I haven't posted in over a week. I wish there was something to blog about, but my days are all pretty much the same. From the moment I wake up and realize that I still need my crutches, followed by endless hours of sitting on my butt, to the time I go to bed, nothing really significant happens. I have been using my time to work on my cross stitch blanket (I promise I will post about that soon), purge my book case and binge watch all the Walking Dead episodes for what must be the fifth or sixth time since the last surgery.
Yesterday morning I had a rather disappointing appointment with infectious disease. Medically speaking things are going well, but the appointment was not what mum and I were hoping for. What with the ex fix surgery coming up next week we were hoping for some advice on things and a bit of reassurance. Instead we got a medical student who, in her own words, has never had a patient with an external fixator before. It was also clear that she had not read my medical file as she had no clue I had surgery to remove 2.5 inches of my tibia or that I am having surgery next week or that I have been dealing with this for almost a decade. So not only did she have no clue why I was there or what my medical history was but even if she wanted to she couldn't have helped me because she has absolutely no experience with external fixators. None, zilch, zero, a bit fat 0. I was not impressed.
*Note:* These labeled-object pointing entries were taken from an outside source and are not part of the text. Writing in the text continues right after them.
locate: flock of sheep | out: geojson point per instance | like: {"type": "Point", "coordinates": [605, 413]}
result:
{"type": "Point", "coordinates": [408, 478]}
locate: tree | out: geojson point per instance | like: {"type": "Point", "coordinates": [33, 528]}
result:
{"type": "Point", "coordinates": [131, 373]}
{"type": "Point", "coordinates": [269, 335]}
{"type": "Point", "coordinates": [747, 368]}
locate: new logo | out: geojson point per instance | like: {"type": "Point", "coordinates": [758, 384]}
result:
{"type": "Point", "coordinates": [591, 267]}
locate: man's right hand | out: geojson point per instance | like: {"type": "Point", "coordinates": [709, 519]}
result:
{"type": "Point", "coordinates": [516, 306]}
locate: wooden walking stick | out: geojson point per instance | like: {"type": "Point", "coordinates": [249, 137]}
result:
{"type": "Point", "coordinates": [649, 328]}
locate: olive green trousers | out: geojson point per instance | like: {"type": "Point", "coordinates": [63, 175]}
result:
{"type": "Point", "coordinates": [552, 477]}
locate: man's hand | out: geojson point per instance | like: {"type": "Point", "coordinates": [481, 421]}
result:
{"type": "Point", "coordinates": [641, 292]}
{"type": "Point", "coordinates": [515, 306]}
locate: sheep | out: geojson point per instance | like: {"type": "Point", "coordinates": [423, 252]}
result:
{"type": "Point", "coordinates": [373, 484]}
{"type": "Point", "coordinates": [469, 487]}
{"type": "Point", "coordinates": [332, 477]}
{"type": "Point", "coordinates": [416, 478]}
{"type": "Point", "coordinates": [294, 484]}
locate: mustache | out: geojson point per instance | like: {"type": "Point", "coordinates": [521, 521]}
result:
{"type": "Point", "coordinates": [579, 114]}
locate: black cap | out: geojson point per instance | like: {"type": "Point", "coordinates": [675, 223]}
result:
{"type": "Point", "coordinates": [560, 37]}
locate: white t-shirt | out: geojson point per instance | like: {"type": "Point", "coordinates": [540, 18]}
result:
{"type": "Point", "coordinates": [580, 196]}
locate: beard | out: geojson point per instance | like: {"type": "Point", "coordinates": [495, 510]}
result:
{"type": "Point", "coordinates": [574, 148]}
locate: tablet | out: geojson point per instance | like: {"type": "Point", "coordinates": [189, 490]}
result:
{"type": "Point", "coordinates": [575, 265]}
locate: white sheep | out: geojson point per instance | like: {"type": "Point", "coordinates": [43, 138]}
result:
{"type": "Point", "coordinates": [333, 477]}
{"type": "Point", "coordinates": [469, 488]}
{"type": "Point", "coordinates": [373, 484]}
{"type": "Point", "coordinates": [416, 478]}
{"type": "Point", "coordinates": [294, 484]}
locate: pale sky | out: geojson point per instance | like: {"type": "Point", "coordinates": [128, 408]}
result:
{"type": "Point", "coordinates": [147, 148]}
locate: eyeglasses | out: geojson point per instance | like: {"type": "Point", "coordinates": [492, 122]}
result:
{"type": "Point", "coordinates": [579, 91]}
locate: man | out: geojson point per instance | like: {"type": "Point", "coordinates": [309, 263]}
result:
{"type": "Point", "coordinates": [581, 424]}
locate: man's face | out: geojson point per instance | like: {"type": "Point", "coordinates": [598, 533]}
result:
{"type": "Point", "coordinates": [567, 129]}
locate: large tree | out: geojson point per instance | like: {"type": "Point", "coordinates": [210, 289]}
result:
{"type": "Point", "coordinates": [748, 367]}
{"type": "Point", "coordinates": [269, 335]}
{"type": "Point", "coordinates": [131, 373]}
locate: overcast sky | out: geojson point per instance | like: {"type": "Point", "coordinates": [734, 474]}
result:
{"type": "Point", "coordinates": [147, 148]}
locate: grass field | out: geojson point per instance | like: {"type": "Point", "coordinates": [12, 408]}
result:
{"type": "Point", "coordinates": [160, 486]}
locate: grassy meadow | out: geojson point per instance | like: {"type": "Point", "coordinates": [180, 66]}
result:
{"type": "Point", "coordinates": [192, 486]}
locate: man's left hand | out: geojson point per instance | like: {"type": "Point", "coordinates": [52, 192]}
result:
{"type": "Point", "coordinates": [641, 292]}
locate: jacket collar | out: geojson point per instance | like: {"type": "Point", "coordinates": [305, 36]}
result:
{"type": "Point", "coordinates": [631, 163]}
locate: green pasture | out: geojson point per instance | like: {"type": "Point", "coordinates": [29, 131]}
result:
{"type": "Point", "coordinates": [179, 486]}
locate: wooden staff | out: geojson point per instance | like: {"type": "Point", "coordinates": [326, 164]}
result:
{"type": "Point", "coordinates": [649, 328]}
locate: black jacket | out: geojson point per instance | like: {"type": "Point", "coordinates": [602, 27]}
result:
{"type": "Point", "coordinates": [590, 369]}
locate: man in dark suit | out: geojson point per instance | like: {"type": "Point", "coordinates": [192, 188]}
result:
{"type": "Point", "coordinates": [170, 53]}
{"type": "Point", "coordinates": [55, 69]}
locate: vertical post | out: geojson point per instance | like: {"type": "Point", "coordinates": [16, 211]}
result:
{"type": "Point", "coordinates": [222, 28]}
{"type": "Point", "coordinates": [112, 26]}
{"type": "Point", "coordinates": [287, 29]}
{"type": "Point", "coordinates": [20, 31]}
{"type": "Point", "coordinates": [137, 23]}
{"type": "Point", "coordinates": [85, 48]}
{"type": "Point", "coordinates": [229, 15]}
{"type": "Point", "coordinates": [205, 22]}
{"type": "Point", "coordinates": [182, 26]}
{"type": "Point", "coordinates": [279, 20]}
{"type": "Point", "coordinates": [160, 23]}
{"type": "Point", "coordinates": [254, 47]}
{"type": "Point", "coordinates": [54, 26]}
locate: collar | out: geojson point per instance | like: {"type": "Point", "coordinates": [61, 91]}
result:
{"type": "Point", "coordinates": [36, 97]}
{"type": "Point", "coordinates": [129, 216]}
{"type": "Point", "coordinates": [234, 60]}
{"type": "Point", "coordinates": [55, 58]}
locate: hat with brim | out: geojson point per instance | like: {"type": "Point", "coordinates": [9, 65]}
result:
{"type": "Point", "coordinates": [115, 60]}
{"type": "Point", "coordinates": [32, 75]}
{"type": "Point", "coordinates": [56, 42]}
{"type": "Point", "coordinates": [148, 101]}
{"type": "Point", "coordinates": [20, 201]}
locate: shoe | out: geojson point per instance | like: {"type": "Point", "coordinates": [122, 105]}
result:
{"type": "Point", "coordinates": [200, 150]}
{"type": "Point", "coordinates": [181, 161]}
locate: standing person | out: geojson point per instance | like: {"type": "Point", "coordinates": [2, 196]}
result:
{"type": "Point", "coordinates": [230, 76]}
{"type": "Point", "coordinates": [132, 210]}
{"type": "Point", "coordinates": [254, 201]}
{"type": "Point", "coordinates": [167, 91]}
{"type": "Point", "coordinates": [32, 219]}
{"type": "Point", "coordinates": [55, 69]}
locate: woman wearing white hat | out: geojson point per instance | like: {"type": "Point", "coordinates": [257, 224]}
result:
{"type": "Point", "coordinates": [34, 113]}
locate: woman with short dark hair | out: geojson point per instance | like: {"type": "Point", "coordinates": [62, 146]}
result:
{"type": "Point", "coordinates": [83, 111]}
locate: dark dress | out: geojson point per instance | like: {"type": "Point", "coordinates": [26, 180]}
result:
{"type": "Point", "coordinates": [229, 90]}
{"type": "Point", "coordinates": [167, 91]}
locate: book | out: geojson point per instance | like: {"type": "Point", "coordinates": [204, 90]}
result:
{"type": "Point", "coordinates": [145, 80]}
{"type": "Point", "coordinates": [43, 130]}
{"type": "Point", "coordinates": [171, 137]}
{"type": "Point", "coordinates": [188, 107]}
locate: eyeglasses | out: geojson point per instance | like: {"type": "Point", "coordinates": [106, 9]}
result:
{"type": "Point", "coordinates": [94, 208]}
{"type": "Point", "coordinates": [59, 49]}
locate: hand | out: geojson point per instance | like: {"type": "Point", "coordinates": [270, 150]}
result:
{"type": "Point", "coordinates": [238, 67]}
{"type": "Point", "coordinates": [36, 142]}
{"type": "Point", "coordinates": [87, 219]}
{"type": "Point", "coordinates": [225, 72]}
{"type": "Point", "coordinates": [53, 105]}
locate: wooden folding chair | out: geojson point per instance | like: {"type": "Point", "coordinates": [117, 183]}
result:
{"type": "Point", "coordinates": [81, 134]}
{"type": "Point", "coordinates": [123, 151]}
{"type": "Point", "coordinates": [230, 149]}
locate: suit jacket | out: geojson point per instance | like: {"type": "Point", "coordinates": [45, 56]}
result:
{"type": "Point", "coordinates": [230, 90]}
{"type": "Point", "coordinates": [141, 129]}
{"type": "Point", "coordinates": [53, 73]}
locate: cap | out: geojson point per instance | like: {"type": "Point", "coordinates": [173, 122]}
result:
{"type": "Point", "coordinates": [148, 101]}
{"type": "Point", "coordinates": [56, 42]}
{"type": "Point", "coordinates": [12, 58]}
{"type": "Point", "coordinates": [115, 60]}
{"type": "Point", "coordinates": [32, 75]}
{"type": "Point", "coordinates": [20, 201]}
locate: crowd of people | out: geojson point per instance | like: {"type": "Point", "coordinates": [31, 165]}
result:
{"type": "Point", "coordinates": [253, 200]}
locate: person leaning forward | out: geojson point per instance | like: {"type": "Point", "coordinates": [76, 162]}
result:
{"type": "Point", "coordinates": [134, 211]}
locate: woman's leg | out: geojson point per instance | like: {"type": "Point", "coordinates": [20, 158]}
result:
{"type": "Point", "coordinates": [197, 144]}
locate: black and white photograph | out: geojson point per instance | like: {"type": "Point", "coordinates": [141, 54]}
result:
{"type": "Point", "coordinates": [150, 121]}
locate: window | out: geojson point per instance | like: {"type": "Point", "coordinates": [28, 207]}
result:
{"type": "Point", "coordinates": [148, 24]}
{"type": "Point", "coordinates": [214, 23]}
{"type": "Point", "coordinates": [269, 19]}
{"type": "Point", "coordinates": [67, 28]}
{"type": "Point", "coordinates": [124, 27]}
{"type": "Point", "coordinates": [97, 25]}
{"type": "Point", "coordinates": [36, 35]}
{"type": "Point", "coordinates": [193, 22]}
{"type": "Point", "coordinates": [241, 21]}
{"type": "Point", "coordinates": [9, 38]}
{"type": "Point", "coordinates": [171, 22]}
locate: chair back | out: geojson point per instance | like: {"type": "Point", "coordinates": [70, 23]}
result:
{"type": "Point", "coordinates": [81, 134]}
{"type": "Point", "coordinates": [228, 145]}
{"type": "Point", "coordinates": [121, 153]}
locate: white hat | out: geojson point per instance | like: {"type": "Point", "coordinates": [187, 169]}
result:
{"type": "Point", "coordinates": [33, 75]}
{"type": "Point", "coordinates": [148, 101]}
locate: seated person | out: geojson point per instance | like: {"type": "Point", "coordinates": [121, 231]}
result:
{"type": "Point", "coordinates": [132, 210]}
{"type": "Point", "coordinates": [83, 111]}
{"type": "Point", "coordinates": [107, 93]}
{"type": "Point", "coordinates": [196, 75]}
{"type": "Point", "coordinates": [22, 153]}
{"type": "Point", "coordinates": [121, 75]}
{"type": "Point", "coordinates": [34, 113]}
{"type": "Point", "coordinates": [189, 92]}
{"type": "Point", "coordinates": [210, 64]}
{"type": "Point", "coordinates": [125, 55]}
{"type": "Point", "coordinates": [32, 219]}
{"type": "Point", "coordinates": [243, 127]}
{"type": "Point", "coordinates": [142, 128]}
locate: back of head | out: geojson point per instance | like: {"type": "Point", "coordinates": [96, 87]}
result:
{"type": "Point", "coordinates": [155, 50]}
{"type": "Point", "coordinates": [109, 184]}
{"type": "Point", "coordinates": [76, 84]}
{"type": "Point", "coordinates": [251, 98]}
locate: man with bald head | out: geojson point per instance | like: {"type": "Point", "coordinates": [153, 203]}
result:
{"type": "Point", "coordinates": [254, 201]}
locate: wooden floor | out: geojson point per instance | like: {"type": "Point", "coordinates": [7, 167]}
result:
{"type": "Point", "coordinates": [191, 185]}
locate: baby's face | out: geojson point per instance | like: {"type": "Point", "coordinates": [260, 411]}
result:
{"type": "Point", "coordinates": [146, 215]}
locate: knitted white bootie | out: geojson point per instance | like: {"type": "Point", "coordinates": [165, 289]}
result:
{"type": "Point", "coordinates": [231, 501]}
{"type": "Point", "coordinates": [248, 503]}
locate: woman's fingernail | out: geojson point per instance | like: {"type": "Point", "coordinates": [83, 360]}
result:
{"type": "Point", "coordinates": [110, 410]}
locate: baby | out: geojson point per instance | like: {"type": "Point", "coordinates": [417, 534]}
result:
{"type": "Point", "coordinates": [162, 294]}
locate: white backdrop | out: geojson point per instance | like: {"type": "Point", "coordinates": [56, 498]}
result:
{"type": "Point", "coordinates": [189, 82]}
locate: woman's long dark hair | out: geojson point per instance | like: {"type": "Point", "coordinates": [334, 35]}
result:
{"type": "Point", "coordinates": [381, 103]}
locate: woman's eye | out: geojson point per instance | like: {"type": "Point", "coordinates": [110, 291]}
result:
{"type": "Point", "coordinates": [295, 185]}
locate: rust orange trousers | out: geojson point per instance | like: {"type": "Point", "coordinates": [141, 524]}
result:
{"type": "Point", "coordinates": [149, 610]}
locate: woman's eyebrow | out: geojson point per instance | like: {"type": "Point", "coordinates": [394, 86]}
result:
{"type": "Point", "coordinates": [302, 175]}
Eventually my actual doctor was pulled into the conversation, but at that point I was pretty unhappy. I have another appointment with infectious disease in about seven weeks and I am hoping the student doctor will no longer be there. On a bright note, mum and I stopped at Ikea to eat on the way home, which was pretty fun, and then we took the scenic route along the Niagara Escarpment home.
Today I slept late (I do most days). I have a stuffy nose and scratchy throat. Serves me right for going out in public! Totally worth it though. Late afternoon mum and I drove to Niagara on the Lake and along the Parkway before going to an antique shop and the book store. Because the one thing you need to do after your purge your bookcase is to buy more books...
This weekend looks promising. Mum and I are trying to make the last few days before surgery special. God only knows the months following won't be fun at all. On Saturday we are going to a Christmas craft show, Sunday should be a trip to Dundurn Castle, and then getting out Christmas tree on Monday and decorating it on Tuesday. I am also hoping to have a friend over in the next few days.
And then Wednesday... it will be here before I know it. I am scared and nervous and have no clue what to expect with the external fixator. I do know that what awaits includes a lots of pain and narcotics. Tensions are running high in this house and it is clear everyone is anxious and feeling on edge. Quite honestly, there are moments when I just feel like bursting into tears. I know that it will be worth it in the end and that I will get through this. Life goes on even if things are unpleasant. This too shall pass. But it is hard none the less. I guess that is what being brave is - doing the things we have to even though they are hard or scare us. One day I will look back and be glad I did it. As my mum says, "It's not like you can stay on crutches forever". I can't wait for the day I can walk again, and I just have to keep reminding myself of that.